After being part of the "furlough wave" in the airline industry on October 1, I elected for COBRA to continue my health insurance because 1.) I was in the middle of an active medical condition, and 2.) the health insurance was excellent ($15 copay for a $17k procedure in June). However, since health insurance is immediately cancelled on the date of loss of employment (Oct 1), and since I didn't receive paperwork to even make COBRA elections until Oct 19, there is no way for my insurance to be verified in the mean time.
Since I had time on my hands (thanks to the furlough), and was eager to not delay care for my medical condition (especially when I'm paying for health insurance after all), I opted to get a screening procedure out of the way while in the "COBRA gap". Since my insurance showed inactive to the doctor's office, I was told I had to cancel the procedure until it could be verified. Knowing verification could take another few weeks and that I was already paying full priced COBRA premiums for October, I thought I should be able to receive treatment without delay. The doctor's office offered an "uninsured" price for the procedure of $1300. I contacted insurance (Anthem BCBS) and asked if I could file a claim for this procedure once it was retroactively activated. They said yes I could and I went ahead with the procedure.
Fast forward to the first week of November and COBRA "kicks in", now it's evident to everyone I was covered from October 1 to present. I went ahead to file the claim and Anthem said claims were required to be filed by the doctor's office when in network. So I asked the doctor's office to resubmit the claim and they said it's against their policy to submit a claim when a patient opts for the "uninsured" payment, which was not disclosed to me prior to the procedure even after explaining the COBRA situation. So now I'm in limbo between Anthem and the doctor's when I paid $1300 for something that should have been $15 while paying $800/month for COBRA premiums. (The employer paid 75% of the premium, I would have gotten a cheaper option if I wasn't in the middle of a health issue).

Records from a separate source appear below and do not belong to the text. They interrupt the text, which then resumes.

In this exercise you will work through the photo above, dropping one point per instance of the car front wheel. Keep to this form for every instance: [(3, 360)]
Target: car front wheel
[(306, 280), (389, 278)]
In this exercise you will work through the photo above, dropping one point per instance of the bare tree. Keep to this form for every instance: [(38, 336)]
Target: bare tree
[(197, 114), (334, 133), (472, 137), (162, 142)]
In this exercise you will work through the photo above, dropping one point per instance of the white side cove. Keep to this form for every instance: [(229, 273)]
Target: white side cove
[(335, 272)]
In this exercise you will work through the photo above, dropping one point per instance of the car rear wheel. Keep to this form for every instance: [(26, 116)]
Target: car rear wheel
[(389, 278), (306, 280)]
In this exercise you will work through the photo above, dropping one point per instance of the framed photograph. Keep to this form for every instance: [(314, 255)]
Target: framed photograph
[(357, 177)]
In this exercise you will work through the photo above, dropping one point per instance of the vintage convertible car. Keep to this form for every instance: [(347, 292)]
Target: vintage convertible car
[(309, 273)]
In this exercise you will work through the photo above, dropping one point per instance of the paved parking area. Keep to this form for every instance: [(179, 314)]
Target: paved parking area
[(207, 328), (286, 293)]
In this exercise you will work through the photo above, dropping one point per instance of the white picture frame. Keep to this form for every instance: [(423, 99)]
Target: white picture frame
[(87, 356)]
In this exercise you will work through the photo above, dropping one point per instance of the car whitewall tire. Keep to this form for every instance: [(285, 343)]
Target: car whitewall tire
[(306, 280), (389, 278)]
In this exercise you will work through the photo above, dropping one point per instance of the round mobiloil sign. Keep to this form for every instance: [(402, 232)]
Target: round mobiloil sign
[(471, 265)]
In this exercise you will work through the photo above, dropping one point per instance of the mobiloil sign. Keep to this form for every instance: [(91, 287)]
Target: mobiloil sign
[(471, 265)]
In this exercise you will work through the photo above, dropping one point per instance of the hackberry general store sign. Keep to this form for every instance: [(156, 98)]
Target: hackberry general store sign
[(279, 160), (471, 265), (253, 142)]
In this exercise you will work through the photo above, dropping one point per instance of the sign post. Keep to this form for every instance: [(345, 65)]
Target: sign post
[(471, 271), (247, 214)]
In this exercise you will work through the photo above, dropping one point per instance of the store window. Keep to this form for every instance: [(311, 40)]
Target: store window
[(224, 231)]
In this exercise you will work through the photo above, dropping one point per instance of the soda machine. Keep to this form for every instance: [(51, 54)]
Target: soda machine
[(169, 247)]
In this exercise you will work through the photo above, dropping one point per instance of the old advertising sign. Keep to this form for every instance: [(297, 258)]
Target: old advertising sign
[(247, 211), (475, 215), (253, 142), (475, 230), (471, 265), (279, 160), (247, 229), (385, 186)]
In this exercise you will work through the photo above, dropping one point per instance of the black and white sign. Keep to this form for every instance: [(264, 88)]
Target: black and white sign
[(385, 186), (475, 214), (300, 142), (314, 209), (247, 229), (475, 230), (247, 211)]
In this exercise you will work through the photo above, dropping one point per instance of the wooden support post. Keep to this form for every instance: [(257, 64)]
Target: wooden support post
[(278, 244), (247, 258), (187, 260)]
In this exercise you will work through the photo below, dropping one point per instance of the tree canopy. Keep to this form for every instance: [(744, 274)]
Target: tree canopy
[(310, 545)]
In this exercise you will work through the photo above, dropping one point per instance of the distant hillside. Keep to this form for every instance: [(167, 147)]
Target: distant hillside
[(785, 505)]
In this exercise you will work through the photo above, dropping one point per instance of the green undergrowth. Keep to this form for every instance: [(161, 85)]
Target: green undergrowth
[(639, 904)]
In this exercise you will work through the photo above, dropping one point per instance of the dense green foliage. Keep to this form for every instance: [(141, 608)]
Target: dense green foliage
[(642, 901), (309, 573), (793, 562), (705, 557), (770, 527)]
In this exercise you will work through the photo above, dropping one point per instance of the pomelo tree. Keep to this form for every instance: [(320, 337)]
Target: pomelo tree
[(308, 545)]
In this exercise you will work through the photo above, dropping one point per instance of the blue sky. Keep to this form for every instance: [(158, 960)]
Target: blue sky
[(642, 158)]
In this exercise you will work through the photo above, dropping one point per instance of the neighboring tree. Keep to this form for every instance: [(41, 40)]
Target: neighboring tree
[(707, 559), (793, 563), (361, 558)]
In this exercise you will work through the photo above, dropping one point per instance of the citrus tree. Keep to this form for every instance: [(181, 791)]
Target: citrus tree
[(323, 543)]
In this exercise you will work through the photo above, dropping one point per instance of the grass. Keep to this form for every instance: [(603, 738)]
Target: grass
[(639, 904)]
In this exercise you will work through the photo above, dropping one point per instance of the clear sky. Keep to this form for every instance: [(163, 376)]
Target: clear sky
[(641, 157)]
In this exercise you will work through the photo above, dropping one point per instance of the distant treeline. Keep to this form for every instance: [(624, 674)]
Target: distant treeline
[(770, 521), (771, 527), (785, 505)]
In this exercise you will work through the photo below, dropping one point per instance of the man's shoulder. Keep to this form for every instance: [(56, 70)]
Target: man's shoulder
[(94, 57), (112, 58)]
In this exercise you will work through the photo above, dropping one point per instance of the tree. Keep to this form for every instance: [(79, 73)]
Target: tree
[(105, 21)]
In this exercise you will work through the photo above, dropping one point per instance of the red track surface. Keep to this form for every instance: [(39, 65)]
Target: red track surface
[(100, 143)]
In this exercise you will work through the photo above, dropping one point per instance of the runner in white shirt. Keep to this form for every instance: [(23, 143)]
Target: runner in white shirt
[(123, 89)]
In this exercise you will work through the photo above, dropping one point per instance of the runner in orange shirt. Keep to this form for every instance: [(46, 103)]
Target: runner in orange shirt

Anyone have similar scenarios? I know there is a state insurance board but honestly I don't see what the problem would be for the doctor's office to just resubmit the claim (against their policy) and have Anthem pay their contract rate for it. I've contacted Anthem several times about this, and no one will elevate it to plan administrators/case managers even though I've asked directly for them.
tl;dr got an elective in network procedure during the "COBRA gap", provider won't resubmit the claim, insurance won't let me submit the claim myself, and I'm out $1.3k after paying a ton in premiums.